Hyperparameter (machine learning)

In machine learning, a hyperparameter is a parameter, such as the learning rate or choice of optimizer, which specifies details of the learning process, hence the name hyperparameter. This is in contrast to parameters which determine the model itself. An additional contrast is that hyperparameters typically cannot be inferred while fitting the machine to the training set because the objective function is typically non-differentiable with respect to them. As a result, gradient based optimization methods cannot be applied directly.

Hyperparameters can be classified as model hyperparameters or algorithm hyperparameters. An example of a model hyperparameter is the topology and size of a neural network. Examples of algorithm hyperparameters are learning rate and batch size as well as mini-batch size. Batch size can refer to the full data sample where mini-batch size would be a smaller sample set.

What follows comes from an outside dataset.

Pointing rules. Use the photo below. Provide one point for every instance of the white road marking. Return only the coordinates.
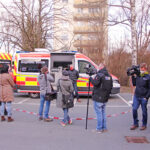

Different model training algorithms require different hyperparameters, some simple algorithms (such as ordinary least squares regression) require none. Given these hyperparameters, the training algorithm learns the parameters from the data. For instance, LASSO is an algorithm that adds a regularization hyperparameter to ordinary least squares regression, which has to be set before estimating the parameters through the training algorithm.[1]

  1. ^ Yang, Li; Shami, Abdallah (2020-11-20). "On hyperparameter optimization of machine learning algorithms: Theory and practice". Neurocomputing. 415: 295–316. arXiv:2007.15745. doi:10.1016/j.neucom.2020.07.061. ISSN 0925-2312. S2CID 220919678.